Fig. 1

Multicellular interactions between neutrophils, tumor cells, platelets and endothelial cells result in NETosis. Shapes are color coded by their cell or granule of origin: neutrophil nucleus and NETs (dark blue), tumor (green), platelet (lavender), and endothelium (red). (a) The primary tumor site releases extracellular vesicles (EVs), various ROS generating proinflammatory factors (indicated by “ROS”), and specific pro-NETotic factors into the circulation. (b) Tissue factor (TF) released from tumor cells activates platelets, provoking the release of HMGB1 and further ROS generation. Compounding this, tumor released proinflammatory factors may provoke the endothelium as well, dependent on tumor phenotype. (c) Factors released from the tumor, activated platelets, and activated endothelium bind to their respective receptors on the neutrophil, causing NET release. Activated platelets can also directly bind to the neutrophil surface through P-selectin (P-SEL)/P-selectin glycoprotein ligand 1 (PSGL-1) interactions to generate NETosis.
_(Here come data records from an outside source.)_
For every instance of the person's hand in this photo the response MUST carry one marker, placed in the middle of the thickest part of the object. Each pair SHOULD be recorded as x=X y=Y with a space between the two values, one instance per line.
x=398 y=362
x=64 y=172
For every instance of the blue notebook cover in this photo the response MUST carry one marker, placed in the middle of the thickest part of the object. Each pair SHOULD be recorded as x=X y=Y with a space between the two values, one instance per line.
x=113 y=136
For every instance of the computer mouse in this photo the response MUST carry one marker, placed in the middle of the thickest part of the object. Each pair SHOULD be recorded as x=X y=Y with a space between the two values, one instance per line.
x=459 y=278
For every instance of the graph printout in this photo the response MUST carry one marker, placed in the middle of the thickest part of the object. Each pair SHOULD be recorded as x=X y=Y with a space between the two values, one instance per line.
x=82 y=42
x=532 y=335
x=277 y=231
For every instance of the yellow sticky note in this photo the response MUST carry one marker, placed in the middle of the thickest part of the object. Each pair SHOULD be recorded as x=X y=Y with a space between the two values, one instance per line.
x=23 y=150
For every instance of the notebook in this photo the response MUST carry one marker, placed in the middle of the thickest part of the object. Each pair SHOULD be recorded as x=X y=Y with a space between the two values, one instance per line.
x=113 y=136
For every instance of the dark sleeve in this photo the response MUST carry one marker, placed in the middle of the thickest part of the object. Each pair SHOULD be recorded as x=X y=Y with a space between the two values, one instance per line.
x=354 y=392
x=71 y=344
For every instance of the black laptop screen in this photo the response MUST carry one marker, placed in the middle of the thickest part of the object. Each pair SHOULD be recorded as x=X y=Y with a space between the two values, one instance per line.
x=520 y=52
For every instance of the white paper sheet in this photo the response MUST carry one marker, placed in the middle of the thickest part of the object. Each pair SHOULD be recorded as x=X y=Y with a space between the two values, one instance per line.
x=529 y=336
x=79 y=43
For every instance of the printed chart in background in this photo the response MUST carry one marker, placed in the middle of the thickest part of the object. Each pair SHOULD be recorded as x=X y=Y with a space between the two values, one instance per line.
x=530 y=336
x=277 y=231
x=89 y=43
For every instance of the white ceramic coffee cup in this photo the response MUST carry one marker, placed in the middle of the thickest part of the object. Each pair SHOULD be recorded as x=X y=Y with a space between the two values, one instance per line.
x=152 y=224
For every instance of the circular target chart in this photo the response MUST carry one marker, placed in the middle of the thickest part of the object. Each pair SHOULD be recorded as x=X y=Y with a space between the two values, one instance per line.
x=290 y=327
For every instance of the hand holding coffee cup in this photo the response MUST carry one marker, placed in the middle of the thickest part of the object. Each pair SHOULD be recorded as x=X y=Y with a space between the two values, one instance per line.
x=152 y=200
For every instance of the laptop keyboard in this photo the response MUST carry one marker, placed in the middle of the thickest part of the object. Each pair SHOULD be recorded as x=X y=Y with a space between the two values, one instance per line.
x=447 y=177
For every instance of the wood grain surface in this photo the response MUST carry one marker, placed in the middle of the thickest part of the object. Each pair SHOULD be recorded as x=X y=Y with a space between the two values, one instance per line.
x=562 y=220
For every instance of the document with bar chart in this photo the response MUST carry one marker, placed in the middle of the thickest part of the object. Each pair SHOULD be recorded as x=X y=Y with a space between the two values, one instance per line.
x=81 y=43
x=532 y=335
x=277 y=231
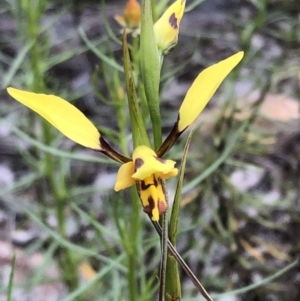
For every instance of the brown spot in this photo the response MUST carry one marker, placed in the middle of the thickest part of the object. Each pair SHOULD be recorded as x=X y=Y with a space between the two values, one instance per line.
x=138 y=163
x=173 y=21
x=144 y=186
x=162 y=207
x=148 y=209
x=160 y=160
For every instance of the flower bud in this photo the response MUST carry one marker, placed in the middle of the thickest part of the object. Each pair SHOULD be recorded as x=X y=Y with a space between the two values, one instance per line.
x=166 y=29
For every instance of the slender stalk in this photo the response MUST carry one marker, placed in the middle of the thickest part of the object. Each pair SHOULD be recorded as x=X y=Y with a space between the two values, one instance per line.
x=164 y=250
x=183 y=264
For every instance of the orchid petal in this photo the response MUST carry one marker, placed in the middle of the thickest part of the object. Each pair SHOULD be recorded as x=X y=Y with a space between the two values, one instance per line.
x=203 y=88
x=61 y=114
x=124 y=177
x=147 y=163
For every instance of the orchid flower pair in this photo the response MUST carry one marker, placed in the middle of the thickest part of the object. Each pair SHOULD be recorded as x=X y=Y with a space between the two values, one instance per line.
x=145 y=168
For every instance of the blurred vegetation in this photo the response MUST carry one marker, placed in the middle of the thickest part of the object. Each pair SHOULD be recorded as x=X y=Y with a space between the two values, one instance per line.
x=240 y=220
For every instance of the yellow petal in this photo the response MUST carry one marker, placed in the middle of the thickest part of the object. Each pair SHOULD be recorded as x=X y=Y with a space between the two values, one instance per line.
x=152 y=196
x=124 y=177
x=62 y=115
x=147 y=163
x=203 y=88
x=166 y=29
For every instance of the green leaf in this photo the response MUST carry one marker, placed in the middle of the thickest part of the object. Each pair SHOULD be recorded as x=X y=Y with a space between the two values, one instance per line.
x=139 y=133
x=11 y=279
x=150 y=70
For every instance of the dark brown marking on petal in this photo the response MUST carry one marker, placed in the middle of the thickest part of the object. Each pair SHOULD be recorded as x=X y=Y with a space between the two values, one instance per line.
x=173 y=21
x=160 y=160
x=145 y=186
x=162 y=207
x=138 y=163
x=148 y=209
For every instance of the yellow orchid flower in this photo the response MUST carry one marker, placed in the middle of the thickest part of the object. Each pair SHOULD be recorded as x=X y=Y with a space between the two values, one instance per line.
x=166 y=28
x=131 y=17
x=146 y=168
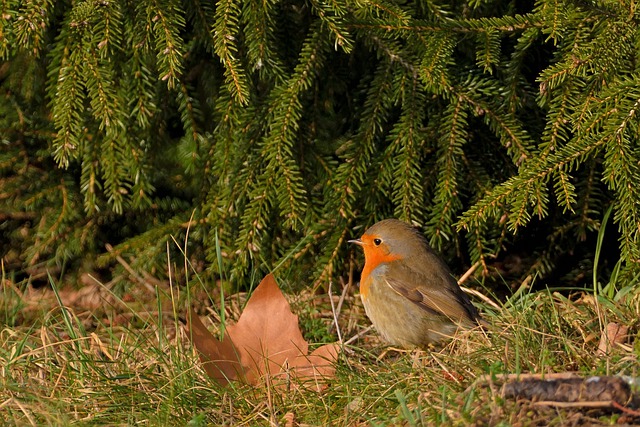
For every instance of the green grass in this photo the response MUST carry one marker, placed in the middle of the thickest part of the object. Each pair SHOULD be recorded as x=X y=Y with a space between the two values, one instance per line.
x=70 y=366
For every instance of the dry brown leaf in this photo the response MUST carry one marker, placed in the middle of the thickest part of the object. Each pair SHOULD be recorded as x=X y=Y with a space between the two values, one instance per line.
x=265 y=343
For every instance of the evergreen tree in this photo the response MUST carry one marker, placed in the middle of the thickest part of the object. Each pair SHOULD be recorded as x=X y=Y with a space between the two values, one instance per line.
x=271 y=132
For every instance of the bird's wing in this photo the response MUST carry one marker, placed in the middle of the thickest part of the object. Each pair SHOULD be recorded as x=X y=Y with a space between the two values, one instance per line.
x=437 y=294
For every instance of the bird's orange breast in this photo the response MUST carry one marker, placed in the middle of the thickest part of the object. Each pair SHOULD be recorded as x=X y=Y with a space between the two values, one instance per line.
x=373 y=259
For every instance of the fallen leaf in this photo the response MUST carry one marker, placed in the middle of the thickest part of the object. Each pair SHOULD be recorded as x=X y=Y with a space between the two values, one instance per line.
x=266 y=343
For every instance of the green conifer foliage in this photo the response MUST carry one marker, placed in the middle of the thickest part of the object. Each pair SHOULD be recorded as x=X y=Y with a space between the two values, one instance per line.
x=286 y=127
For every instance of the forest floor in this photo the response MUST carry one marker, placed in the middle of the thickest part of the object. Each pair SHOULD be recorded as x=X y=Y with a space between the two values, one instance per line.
x=124 y=358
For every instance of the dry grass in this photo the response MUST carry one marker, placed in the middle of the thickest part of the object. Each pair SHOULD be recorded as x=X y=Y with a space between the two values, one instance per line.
x=105 y=360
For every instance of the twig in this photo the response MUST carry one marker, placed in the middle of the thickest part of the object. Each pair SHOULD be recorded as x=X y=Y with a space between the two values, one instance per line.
x=468 y=273
x=335 y=314
x=358 y=335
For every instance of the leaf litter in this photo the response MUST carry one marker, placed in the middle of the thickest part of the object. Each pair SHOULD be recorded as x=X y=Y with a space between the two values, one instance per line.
x=265 y=346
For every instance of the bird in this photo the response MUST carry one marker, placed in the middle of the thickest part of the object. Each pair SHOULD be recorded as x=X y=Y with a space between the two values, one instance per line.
x=408 y=291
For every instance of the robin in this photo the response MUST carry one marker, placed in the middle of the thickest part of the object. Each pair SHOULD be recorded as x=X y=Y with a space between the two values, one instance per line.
x=407 y=290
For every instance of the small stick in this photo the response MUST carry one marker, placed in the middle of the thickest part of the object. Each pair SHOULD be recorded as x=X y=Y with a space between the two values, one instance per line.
x=335 y=314
x=358 y=335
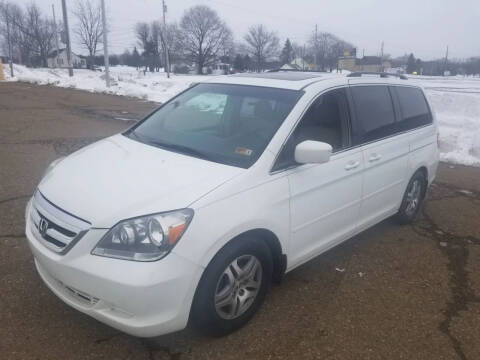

Furthermore, tumor-derived EVs may also promote NET release through neutrophil phagocytosis of the tumor membrane fragments and encapsulated factors. The neutrophil flattens and adheres to the endothelium during this process. (d) Released NETs are decorated with citH3, NE, and MPO and further activate and entrap platelets, leading to the potential for venous thromboembolism. NETs may also capture circulating tumor cells, promoting the formation of metastases. (e) NETs damage endothelial cells via proteolytic components such as NE and MPO, causing the release of inflammatory factors, including IL-8, which can further promote NET release and neutrophil recruitment. Arrested tumor cells further damage endothelial cells as they extravasate. The now highly inflammatory, crowded environment forms the pre-metastatic niche.